Worldbuilding Deep Dive: Creating Believable Histories for Your RPG Setting

One of the frequent reasons for RPG worlds failing is that they have ideas and history, but both seem too flat. Like, kings ruled, something went wrong, wars happened.

When everything in the RPG world exists only to barely justify the current campaign, then when the campaign goes live (and flexible, and moving), the world starts crumbling. Players feel this immediately because they lack context.

What creates believable worlds is not tons and tons of lore, but contradictions, pressure, unfair events, unfinished business, etc., and all these things shape the conditions for the current campaign. A good history must be like real-life history, messy and biased.

In this post, we break down some key ways of building believable RPG worlds.

Start With Consequences, Not Chronology

This is one of the most common mistakes that players make, writing their history forward in proper order – this happened, then this happened – but this is extremely boring.

Instead, start with visible consequences (generally, the more catastrophic, the better) in the present world existing today.
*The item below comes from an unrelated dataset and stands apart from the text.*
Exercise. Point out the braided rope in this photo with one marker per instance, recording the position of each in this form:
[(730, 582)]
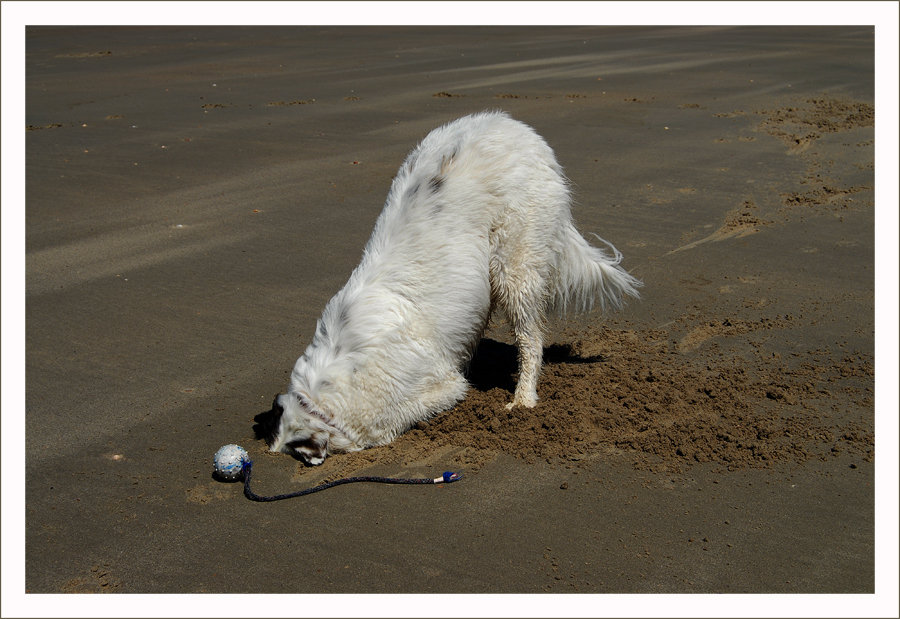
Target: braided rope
[(247, 467)]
For example, you can start by asking questions: “Why do these two cities hate each other now?” “Why does this noble family overreact to minor conflict?”. And then you push forward from this tragedy or inconvenience.

This approach makes the history revealed, not studies like in a history book. It is easier to come up with reasonable details because they can explain something the players can already observe.

The history of the game should cause friction at the table; if it doesn’t, it feels decorative, and therefore, the lore will be ignored by the players. (This is true for most games; if the theme feels decorative, it doesn’t trigger curiosity; it is very obvious in game reviews at casinoshunter.com.)

History Is Written by Survivors and Liars

Real history, even a proven one, is still not fully objective, and neither should yours be. The real history of humanity was written and rewritten many times; embrace this concept when creating your RPG world.

When constructing major events, go for an official version pushed by the authorities, the whispered version spread by the rumours, and the inconvenient version, suppressed and hidden. This will give you so many more levels of how the game will go, and players will feel conflicted and challenged.

This approach to creating history sparks moral tension and player agency.

Let History Be Incomplete and Wrong

Don’t force yourself to create all the details and all the events; don’t be afraid of gaps. A believable story contains gaps. Take advantage of lost or destroyed records, burned libraries, incorrect legends, people disappearing and never telling the full story, and so on.

Good plot twists thrive on gaps; let players also be creative around them. You don’t have to explain everything, because uncertainty gives you flexibility and tension. Tension is great for really engaging, entertaining, and satisfying games.

Gaps also protect you from failures because you still have space to quickly adapt the story as the campaign evolves.

History Should Create Moral Ambiguity

One of the best things you can do for your campaign is to create and sustain moral ambiguity. Avoid 100% heroes and 100% villains in your history. Make evil characters solve problems, and positive characters lead to problems no one ever expected or foresaw. Create a history of sacrifices, taking advantage of the catastrophe, all those events and actions that are not one-dimensional.

Believable history in the RPG world doesn’t tell players what to think or how to perceive the situation; they have to think and decide on their own, and try to act in the existing circumstances in a way that brings them to the desired result.

Always Tie History to Player Action

And finally, ask yourself this: “Can players exploit history or reopen it and trigger further events? Can they interact with history in a meaningful way?”

If yes, you managed amazingly. If not, reread this post. Good history must provoke enemies, destroy alliances, and cause extreme reactions. The past must still be threatening and dangerous to trigger, and the players must be forced or tempted to trigger it.